Here’s a quick breakdown of the two cases:
Carroll I:
Filed by Carroll in November 2019 for defamatory statements made that year by then-President Trump, after Carroll came forward publicly with allegations that he had raped her in the mid-1990s. Because he was president at the time of the defamation and because then-Attorney General William Barr sided with Trump that he was acting within the bounds of his office when he made the defamatory statements, the Barr Justice Department inserted itself into the lawsuit on behalf of Trump, pursuant to a federal statute called the Westfall Act. If the DOJ’s substitution had proven to be successful, Trump would have been immune from Carroll’s civil claims and Carroll I would have been dismissed. Kaplan, however, rejected Trump’s defense and, eventually, the DOJ (under Attorney General Merrick Garland) reversed its position and determined that Trump was making his 2019 defamatory statements about Carroll in his personal capacity with no purpose to serve the U.S. government.
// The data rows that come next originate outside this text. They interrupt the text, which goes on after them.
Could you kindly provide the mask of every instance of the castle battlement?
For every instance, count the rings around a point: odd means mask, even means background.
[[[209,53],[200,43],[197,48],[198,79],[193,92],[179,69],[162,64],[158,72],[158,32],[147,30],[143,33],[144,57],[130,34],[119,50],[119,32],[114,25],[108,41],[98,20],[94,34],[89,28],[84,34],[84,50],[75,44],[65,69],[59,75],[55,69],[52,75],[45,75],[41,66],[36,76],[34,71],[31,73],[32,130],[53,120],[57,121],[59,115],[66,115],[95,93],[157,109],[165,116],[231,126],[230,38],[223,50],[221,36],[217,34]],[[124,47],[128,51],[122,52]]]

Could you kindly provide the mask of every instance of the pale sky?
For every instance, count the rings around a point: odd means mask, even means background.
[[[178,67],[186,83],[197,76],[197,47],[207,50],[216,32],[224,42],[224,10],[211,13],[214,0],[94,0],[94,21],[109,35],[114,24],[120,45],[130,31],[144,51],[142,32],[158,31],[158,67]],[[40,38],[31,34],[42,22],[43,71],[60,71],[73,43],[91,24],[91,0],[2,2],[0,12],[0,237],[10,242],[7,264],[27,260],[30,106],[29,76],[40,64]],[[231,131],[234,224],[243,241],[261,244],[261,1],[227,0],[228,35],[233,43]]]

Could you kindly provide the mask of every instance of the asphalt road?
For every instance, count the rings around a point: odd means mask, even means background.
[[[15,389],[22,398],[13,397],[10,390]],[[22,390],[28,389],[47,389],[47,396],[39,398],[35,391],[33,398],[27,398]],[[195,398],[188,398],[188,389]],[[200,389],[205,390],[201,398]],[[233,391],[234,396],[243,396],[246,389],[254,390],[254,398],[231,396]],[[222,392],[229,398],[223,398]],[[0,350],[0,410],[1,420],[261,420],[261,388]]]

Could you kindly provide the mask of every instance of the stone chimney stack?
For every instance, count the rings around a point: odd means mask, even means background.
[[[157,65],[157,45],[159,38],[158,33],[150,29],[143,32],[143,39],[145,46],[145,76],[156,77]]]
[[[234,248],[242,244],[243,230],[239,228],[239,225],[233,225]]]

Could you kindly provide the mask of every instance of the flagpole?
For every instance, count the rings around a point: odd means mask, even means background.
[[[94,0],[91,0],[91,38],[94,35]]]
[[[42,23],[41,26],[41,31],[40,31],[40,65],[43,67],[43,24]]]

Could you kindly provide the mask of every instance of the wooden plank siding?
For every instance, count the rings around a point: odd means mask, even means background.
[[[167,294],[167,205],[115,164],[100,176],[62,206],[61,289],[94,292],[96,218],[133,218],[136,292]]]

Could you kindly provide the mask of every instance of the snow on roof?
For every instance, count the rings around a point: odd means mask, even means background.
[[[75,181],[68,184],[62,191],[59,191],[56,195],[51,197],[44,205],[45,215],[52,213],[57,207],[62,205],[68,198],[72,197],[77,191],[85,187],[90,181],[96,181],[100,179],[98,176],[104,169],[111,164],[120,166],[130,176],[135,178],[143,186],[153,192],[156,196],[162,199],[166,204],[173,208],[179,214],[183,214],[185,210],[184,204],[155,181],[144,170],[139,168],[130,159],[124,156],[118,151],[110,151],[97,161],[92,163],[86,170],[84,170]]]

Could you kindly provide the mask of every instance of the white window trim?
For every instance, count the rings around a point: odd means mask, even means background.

The DOJ then withdrew its substitution in the lawsuit, leaving Trump to defend himself. Carroll is seeking $10 million for harm to her reputation, as well as an unspecified amount of punitive damages.
Carroll II:
Filed in late 2022 for defamatory statements made by Trump in that same year. Carroll II also included a claim for sexual assault, brought under the New York Adult Survivors Act. As Carroll I was winding its way through the appellate court system, Carroll II went to trial in May last year, with a jury deliberating for only about three hours before returning a verdict in Carroll’s favor on all counts. The jury found that Trump’s 2022 defamatory statement about Carroll was a lie and was made with actual malice. The jury also found Trump liable for sexually abusing Carroll. Carroll was awarded $5 million in damages: $2.02 million in compensatory and punitive damages for her battery claim and $2.98 in compensatory and punitive damages for her defamation claim. Trump has since appealed this verdict.
Effectively, because a jury of his peers has already determined that Trump lied in his 2022 defamatory statement about Carroll, and because that 2022 defamation is substantially the same as the 2019 defamation, the court ruled that the first jury’s findings of fact and determination of Trump’s liability control his liability in his second trial (Carroll I). Again, this means the only thing left for the jury to decide this week is the amount that Trump must pay Carroll in damages.
The legal theory that allows for this streamlining of Carroll I is called “collateral estoppel,” which is also referred to by lawyers as “issue preclusion.” It’s the idea that once an issue between parties has already been litigated and a final judgment has been entered, those parties are bound by that first judgment on the issue and re-litigating it is not permitted. As Kaplan wrote in his opinion granting partial summary judgment in favor of Carroll, “the jury considered and decided issues that are common to both cases.” Thus, in the case of Carroll and Trump, because a jury in her first trial found Trump liable for defamation and sexual abuse, he cannot now present a defense in his second defamation trial to relitigate these issues.
Trump has already tried to convince Kaplan to cap Carroll’s damages to the $5 million verdict that was rendered last year in Carroll II. His argument was that the second jury this week should be bound by the first jury’s decision on the amount. But Kaplan denied that move and said that Trump was trying to “mix apples with oranges.”